Consider this a 1.0 release! The format is now frozen.

It was just going to be 1.3 but I noticed that 1.2 came out 4 years ago so I thought 2.0 was in order. I did prepare 1.3 in the repository but then I just tagged it again with 2.0.

There aren't really many tunables left so I dropped the flags field and made the OP_SINGLE_SPLIT value tunable. It doesn't make much difference anyway.

This is now a modular Java 11 project using my common java.make. I'm also using it to work on adding junit(4) testing to the java.make system. I may split out java.make into jni.make, java.make, junit.make, and so on. tuning it so haven't rolled it back into the base yet.

As usual the Delta-Z home page has download links and other snot. code.zedzone.au houses a browsable copy of the repository; which now uses git. q

Update: I decided to update the javadocs, as they are. The interesting page is the DEZFormat class which defines and describes the format.

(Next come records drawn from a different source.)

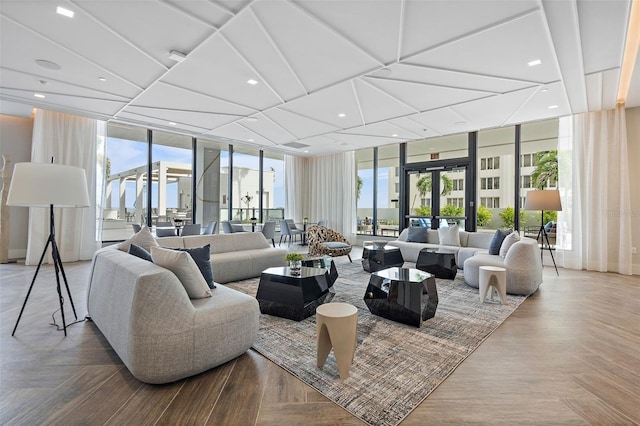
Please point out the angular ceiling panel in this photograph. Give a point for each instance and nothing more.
(431, 23)
(424, 97)
(374, 29)
(503, 51)
(319, 56)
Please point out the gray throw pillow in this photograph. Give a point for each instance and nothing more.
(202, 257)
(509, 240)
(496, 242)
(449, 236)
(140, 252)
(417, 234)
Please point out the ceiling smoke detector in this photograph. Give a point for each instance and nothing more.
(177, 56)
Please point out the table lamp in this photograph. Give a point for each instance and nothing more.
(544, 199)
(48, 185)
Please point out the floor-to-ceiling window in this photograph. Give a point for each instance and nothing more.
(273, 187)
(212, 164)
(364, 191)
(171, 167)
(126, 176)
(496, 175)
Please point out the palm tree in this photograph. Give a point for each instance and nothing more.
(546, 169)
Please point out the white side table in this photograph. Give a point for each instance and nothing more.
(337, 326)
(496, 277)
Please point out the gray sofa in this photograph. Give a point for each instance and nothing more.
(234, 257)
(160, 334)
(471, 243)
(522, 261)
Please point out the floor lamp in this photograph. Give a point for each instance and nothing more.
(542, 200)
(48, 185)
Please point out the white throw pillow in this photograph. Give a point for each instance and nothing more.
(508, 241)
(142, 238)
(449, 236)
(185, 268)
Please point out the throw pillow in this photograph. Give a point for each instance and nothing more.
(417, 234)
(140, 252)
(449, 236)
(509, 240)
(202, 257)
(496, 242)
(185, 268)
(142, 238)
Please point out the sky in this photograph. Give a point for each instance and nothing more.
(127, 155)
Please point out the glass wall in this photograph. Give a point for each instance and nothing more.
(496, 171)
(388, 190)
(364, 191)
(538, 168)
(171, 178)
(273, 196)
(126, 176)
(212, 169)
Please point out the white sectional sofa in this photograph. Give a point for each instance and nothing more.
(234, 257)
(522, 260)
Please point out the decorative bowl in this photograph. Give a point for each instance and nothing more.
(379, 244)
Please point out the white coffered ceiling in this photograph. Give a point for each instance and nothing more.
(331, 75)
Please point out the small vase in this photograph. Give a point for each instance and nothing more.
(295, 266)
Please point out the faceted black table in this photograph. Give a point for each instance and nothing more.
(323, 262)
(295, 297)
(375, 259)
(405, 295)
(439, 262)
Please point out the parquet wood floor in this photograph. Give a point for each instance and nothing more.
(569, 355)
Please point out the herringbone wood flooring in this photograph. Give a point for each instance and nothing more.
(569, 355)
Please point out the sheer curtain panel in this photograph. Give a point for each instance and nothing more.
(594, 228)
(72, 141)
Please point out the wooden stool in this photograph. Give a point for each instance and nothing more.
(496, 277)
(337, 326)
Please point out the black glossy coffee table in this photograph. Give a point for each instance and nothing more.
(295, 297)
(376, 259)
(439, 262)
(404, 295)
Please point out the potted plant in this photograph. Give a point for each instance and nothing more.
(295, 261)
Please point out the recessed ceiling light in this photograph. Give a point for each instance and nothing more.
(65, 12)
(47, 64)
(177, 56)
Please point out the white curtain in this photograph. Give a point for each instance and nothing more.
(322, 188)
(72, 141)
(595, 223)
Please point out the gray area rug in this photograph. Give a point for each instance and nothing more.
(396, 366)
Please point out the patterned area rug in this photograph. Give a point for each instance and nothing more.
(396, 366)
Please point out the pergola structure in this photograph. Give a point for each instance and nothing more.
(162, 173)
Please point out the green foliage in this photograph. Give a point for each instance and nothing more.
(451, 210)
(423, 185)
(546, 169)
(294, 257)
(423, 211)
(507, 216)
(483, 216)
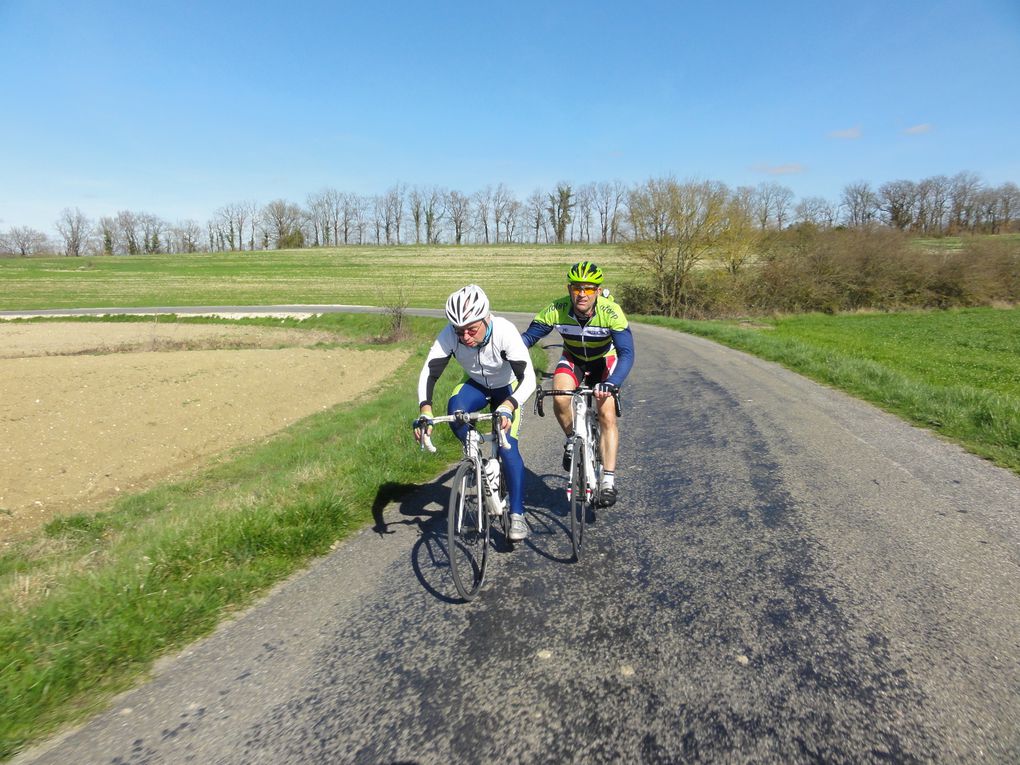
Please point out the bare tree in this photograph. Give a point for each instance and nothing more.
(459, 206)
(75, 230)
(816, 210)
(560, 210)
(771, 204)
(675, 226)
(537, 212)
(283, 224)
(964, 189)
(318, 214)
(1009, 205)
(502, 200)
(511, 216)
(608, 199)
(185, 236)
(416, 206)
(436, 201)
(583, 208)
(482, 206)
(932, 196)
(26, 241)
(394, 214)
(108, 232)
(898, 201)
(860, 204)
(129, 234)
(740, 238)
(152, 233)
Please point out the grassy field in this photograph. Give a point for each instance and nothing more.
(957, 372)
(516, 277)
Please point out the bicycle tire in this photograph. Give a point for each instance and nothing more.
(578, 488)
(597, 463)
(467, 541)
(505, 499)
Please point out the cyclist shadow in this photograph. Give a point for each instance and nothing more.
(548, 515)
(425, 508)
(415, 503)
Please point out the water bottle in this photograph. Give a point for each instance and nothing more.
(491, 490)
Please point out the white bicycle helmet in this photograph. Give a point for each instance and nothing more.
(467, 305)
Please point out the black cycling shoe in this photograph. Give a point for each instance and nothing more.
(607, 497)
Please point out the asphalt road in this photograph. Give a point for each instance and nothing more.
(789, 576)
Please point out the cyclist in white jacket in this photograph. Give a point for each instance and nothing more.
(499, 373)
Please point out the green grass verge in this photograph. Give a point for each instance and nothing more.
(516, 277)
(94, 599)
(957, 372)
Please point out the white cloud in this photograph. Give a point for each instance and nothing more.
(851, 134)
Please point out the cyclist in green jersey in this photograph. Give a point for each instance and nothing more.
(598, 349)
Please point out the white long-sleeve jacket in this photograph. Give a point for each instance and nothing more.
(502, 360)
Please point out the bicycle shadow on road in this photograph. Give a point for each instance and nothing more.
(546, 506)
(415, 503)
(424, 507)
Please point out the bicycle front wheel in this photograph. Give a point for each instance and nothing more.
(578, 491)
(467, 531)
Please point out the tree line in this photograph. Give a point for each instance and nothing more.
(608, 212)
(707, 251)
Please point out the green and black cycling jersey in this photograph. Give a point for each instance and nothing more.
(587, 340)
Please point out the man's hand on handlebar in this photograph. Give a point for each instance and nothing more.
(604, 390)
(505, 417)
(423, 424)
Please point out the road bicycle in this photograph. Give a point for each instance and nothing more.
(478, 498)
(584, 485)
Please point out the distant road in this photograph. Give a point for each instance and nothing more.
(791, 575)
(297, 310)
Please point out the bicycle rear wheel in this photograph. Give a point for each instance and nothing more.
(578, 490)
(467, 532)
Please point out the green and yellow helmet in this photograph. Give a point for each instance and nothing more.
(585, 271)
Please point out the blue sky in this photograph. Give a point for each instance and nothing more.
(176, 108)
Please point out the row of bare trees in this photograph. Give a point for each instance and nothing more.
(598, 212)
(704, 248)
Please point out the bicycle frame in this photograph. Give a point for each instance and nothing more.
(473, 443)
(472, 507)
(585, 475)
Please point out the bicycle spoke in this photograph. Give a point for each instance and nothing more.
(578, 490)
(467, 532)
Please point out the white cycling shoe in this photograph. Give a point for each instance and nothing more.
(518, 527)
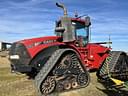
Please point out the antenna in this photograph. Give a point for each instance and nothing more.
(109, 38)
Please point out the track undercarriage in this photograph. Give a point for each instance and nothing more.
(115, 66)
(62, 72)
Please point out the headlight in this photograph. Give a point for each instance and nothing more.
(14, 57)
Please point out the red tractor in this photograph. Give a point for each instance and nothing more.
(61, 63)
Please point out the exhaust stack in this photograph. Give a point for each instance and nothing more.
(63, 7)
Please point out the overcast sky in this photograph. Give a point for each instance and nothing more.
(20, 19)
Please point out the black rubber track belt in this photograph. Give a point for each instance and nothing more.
(110, 62)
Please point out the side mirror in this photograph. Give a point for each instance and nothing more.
(59, 29)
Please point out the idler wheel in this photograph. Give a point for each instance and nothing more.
(67, 85)
(48, 86)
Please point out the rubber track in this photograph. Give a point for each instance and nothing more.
(40, 77)
(110, 61)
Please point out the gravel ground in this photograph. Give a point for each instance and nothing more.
(19, 85)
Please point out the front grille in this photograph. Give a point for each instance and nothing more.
(19, 49)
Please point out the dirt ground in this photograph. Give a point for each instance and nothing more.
(19, 85)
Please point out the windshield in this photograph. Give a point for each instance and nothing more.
(81, 33)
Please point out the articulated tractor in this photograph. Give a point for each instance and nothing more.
(62, 62)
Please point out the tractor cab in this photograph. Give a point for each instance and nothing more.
(73, 29)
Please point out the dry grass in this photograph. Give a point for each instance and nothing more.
(19, 85)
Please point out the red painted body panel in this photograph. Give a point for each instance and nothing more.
(92, 55)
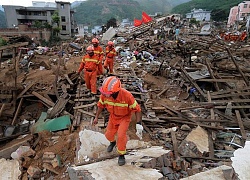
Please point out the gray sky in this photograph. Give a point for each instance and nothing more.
(26, 2)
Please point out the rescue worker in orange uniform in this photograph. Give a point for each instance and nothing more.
(99, 52)
(110, 55)
(120, 103)
(90, 63)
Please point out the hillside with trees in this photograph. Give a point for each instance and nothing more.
(98, 12)
(163, 6)
(220, 9)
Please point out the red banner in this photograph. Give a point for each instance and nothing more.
(137, 22)
(146, 18)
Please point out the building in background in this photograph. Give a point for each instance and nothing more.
(199, 15)
(42, 12)
(239, 13)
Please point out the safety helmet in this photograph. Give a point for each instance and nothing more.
(95, 40)
(110, 85)
(110, 43)
(90, 48)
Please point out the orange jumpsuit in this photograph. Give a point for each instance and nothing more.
(90, 66)
(99, 52)
(109, 61)
(120, 110)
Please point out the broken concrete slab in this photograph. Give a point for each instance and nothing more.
(94, 145)
(9, 169)
(44, 124)
(199, 137)
(216, 173)
(130, 170)
(5, 151)
(241, 162)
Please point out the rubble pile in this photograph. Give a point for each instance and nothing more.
(193, 91)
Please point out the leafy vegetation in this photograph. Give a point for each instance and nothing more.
(220, 9)
(164, 6)
(98, 12)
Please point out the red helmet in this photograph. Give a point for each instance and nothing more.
(95, 40)
(90, 48)
(110, 85)
(110, 43)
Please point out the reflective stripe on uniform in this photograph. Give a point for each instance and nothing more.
(133, 105)
(121, 152)
(111, 52)
(98, 52)
(111, 83)
(114, 104)
(100, 101)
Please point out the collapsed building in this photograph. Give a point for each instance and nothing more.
(194, 97)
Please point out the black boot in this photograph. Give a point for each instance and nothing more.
(121, 160)
(111, 146)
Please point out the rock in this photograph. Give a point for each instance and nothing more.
(185, 127)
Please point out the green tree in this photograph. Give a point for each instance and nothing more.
(38, 24)
(2, 42)
(56, 18)
(111, 23)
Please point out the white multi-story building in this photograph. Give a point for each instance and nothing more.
(199, 15)
(42, 12)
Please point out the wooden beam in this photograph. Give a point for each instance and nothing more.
(69, 80)
(175, 144)
(237, 67)
(39, 96)
(17, 111)
(25, 90)
(242, 129)
(85, 106)
(86, 112)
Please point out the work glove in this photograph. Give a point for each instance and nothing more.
(139, 129)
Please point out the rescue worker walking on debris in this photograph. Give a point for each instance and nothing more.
(120, 103)
(25, 64)
(99, 52)
(90, 63)
(110, 55)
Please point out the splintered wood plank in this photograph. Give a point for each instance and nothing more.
(212, 114)
(242, 130)
(84, 106)
(68, 79)
(175, 145)
(25, 90)
(86, 112)
(39, 96)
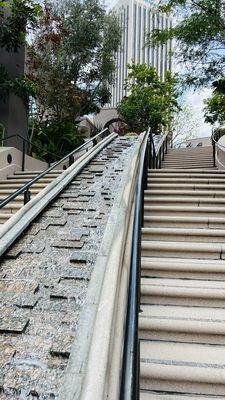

These initial links may not be long-term stable as I will possibly look at a unified javadoc build across all my java projects. And I really need to do something about the blinding default stylesheet. My eyes! My EYES!

Update: I couldn't put up with it so I fixed the stylesheet. This time I used some Workbench 2.0 colours but without the 3D borders. Came out quite nice. I filled out the api documents somewhat as well.

Tagged dez, java.
Wednesday, 24 April 2019, 12:39

Source Code Browser

I've just installed a source code browser on code.zedzone.au and re-added Code back to the main menu of most pages.

I'm using a slightly hacked up version of gitweb. I needed to add a bit more structure and style stuff to get the look I wanted and disable some junk I didn't need. Some more Commodore colourations for a bit of fun.

This is still work in progress and i'm still trying to decide how i'll manage the repositories but hey it works. I'll be slowly migrating all my projects over to it over time. Any java projects will become modular projects first. I'm not bothering to keep any history because I don't need it.

Tagged jjmpeg, nativez, opencl, zedzone.
Wednesday, 24 April 2019, 04:10

libeze 2.0, 1.1

I had a few fixes I did ages ago I thought I should push out. Mainly some stupid list errors.

I also redid the tree api such that a version bump was required. The changes are sore of either/or and add an extra argument to several functions but it was for some consitency with the list api (no allocations, static init) and I found some intersting uses for changing the comparison function at search time while working on playerz.

The software is on the libeze page as usual. I also added a CHANGES file with the release notes/changelog.

Weeks ago I also did a lot of other experiments and played with ideas but they never fully formed. Support for more sophsiticated serialisation, elf stuff, and lots of experiemnts with memory and pool allocators. Just can't make a decision on those and I forgot where they were at so who knows.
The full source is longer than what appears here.